New York, NY, May 1, 2018 – Neuberger Berman, a private, independent, employee-owned investment manager, announced its entry into the broader specialty finance industry with the formation of Neuberger Berman Specialty Finance group (“NBSF”). The firm manages $299 billion in assets, of which $60 billion is alternative investments for institutions and individuals.
NBSF seeks to identify assets within the consumer, small business, and bridge loan segments in order to build short duration, income producing credit portfolios for its clients. The group will partner with high-quality originators who have strong underwriting and servicing capabilities. Utilizing the latest financial technology, NBSF will strive to create diversified portfolios with robust risk protection. The group will leverage strong internal research and data to best position portfolios for the current economic climate.
Peter Sterling has joined the firm to serve as the Head of Neuberger Berman Specialty Finance. NBSF efforts will be enhanced by collaboration with Samuel Porat, Managing Director, who is responsible for alternative income strategies at Neuberger Berman as well as David Kupperman and Jeff Majit, who co-manage the firm’s hedge fund solutions team.
“NBSF is well positioned to become a global leader within specialty finance,” said Mr. Sterling. “Building the business within Neuberger Berman’s existing infrastructure gives us several competitive advantages on top of our team’s existing relationships and experience. As the alternative credit industry has matured, access to high-quality deals and strong investor partnerships will be a key ingredient to success.”

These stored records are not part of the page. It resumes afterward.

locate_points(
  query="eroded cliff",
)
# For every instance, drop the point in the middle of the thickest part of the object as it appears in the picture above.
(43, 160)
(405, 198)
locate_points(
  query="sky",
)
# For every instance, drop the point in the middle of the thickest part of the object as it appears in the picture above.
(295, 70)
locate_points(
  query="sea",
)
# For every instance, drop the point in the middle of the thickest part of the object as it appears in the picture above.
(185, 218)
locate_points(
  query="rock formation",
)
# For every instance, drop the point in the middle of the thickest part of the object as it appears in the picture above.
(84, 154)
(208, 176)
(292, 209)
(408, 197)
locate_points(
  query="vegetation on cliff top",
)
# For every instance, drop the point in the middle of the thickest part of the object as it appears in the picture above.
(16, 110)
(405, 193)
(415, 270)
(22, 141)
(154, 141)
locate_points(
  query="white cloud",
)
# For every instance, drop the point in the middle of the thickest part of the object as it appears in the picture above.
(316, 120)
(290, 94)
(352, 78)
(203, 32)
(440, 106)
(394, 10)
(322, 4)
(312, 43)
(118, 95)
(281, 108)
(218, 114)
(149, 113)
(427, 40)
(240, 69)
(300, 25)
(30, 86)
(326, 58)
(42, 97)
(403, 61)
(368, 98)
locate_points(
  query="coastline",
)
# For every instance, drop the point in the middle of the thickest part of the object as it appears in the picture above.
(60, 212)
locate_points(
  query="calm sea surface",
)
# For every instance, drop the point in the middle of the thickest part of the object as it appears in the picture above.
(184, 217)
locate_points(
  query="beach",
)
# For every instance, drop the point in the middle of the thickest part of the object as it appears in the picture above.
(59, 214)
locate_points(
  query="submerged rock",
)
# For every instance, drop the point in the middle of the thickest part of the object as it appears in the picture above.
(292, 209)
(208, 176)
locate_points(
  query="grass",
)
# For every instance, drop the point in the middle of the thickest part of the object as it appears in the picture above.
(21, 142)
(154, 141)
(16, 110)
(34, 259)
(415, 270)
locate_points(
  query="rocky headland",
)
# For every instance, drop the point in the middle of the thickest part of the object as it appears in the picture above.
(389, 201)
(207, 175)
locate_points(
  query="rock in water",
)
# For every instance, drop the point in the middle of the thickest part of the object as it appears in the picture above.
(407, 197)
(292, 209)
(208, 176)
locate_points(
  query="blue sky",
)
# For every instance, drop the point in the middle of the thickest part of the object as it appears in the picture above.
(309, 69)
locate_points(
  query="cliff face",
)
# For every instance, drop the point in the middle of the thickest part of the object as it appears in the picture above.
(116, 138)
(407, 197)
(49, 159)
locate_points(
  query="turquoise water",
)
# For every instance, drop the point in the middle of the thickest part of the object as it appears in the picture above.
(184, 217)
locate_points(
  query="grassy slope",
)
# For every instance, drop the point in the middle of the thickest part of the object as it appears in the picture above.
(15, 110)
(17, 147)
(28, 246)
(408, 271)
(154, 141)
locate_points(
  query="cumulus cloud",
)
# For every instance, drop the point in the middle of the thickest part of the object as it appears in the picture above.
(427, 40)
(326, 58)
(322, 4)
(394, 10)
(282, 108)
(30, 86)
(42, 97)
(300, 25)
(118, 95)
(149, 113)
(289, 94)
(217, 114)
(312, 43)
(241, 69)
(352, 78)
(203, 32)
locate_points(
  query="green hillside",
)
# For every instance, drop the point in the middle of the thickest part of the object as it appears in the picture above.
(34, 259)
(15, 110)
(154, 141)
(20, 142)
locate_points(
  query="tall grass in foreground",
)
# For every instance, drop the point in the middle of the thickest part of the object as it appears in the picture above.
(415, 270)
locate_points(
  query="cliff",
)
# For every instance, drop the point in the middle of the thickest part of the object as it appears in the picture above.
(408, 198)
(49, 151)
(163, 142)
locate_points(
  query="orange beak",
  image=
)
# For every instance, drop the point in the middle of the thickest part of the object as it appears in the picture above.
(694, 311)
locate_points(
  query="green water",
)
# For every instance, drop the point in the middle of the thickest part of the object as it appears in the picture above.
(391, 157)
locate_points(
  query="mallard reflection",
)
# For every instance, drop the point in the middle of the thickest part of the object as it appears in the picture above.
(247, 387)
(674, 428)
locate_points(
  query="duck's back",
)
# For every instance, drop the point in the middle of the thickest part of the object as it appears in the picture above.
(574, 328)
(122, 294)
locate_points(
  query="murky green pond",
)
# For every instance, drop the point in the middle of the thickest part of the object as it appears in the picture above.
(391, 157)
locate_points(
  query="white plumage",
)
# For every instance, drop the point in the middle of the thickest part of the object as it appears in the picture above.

Prior to joining NBSF, Peter Sterling ran alternative lending at Coastland Capital (“Coastland”) and served as its President. At Coastland, Mr. Sterling formulated the investment strategy and deployed several hundred million dollars while developing deep sourcing relationships from the venture, commercial banking, and private investment communities. Mr. Sterling has also invested in commercial and consumer non-performing loan portfolios and was previously a credit arbitrage portfolio manager at several hedge funds including Marin Capital, KBC Alternative Investments, and was initially hired into D.E. Shaw’s Financial Products group.
“We see quite a few investment opportunities with the potential to earn attractive returns with a significant yield component,” said Samuel Porat. “The technological forces that are disrupting the travel, media, retail and other industries are also changing the way we bank and access capital. We feel that this growing trend that can continue at a sustainably rapid pace,” said David Kupperman.